Hamlet's probleem is het onze, Oidipous' ontreddering is onder woorden gebracht voor ons zogoed als voor de Grieken van de vijfde eeuw voor Christus. Van Maerlant en Multatuli richten in hun geëngageerdheid pijlen op onze samenleving, evengoed als Brecht en Sartre. De persoonlijkheid van de schrijver vrijwaart het werk voor een zo sterke band met het vluchtige van een tijd, dat het zou verdwijnen als ook die tijd voorbijgegaan was. Hadewijch en de dichter van de Reinaert leven nu. De persoonlijkheid is onsterfelijk zolang het werk bestaat. Wel heeft elke tijd zijn eigen licht en daarom heeft de literatuur van elke tijd haar eigen kleur. Maar de grondvormen blijven gelijk zolang die van de menselijke geest dezelfde blijven, tenzij er een nieuwe soort uit de homo sapiens zou evolueren. Dan zou, vrees ik, Ray Bradbury wel eens gelijk kunnen krijgen.
Met deze alle tijd- en kultuurgrenzen overbruggende onveranderlijkheid houdt nauw verband dat de literatuur in haar funktionaliteit een plooibaarheid vertoont, die de kleurveranderingen, de vernieuwingen die bij elke verschuiving in de menselijke situatie noodzakelijk zijn, mogelijk maken. Literatuur kan ook niet zonder die vernieuwingen, wil zij haar levenskracht behouden. Voor de Nederlandse literatuur bewijzen de revoluties van Tachtig en Vijftig het. Die zijn een grote stimulans geweest.
Verzet tegen vernieuwingen omdat zij veranderingen teweeg brengen in taalgebruik, houding tegenover de taal, in de sfeer waaraan woordkeus en beeldgebruik gebonden zijn, is dwaasheid. Verzet tegen veranderingen die de literatuur in haar funktionaliteit willen aantasten, en die daarom geen vernieuwingen kunnen zijn,
| |
| |
is echter een bittere noodzaak. Gorter, Van Ostayen, Lucebert zijn eenmaal verguisde nieuwlichters geweest en voor sommige trage geesten zijn ze dat misschien nog. Maar zij zijn in hun werk als mens herkenbaar, door de persoonlijkheid die er in spreekt en dat juist duidelijker door de avant-gardistische trekken van dat werk. Wie verder wil gaan dan zij gingen en de persoonlijkheid weglaat uit het werk, ondermijnt de literatuur. Angstvallige tolerantie uit vrees een figuur te slaan tegenover de toekomst, lijkt me hier misplaatst.
| |
3
In een pamflet getiteld ‘Het einde van de roman’ en opgesteld door E. Develing, zijn zulke ondermijnende aktiviteiten te vinden, en ook in de wijze waarop de poëzie van J. Bernlef zich ontwikkelt.

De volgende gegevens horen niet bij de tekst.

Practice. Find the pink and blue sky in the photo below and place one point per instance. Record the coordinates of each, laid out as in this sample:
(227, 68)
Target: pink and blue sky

Ik koos Bernlef, hoewel ook in de poëzie van K. Schippers, C. Buddingh' en anderen zich dezelfde verschijnselen voordoen. Maar het is me nog nooit gelukt Schippers als dichter serieus te nemen, terwijl Buddingh' er nog nooit in geslaagd is de poëzie serieus te nemen. Schippers is niemand in wat hij als poëzie heeft uitgegeven en Buddingh' is een kameleon. Als volgende week het schrijven van tragedies in alexandrijnen de grote mode wordt, zal Buddingh' ze produceren. Het zal een beetje grappig zijn, maar verder niets voorstellen.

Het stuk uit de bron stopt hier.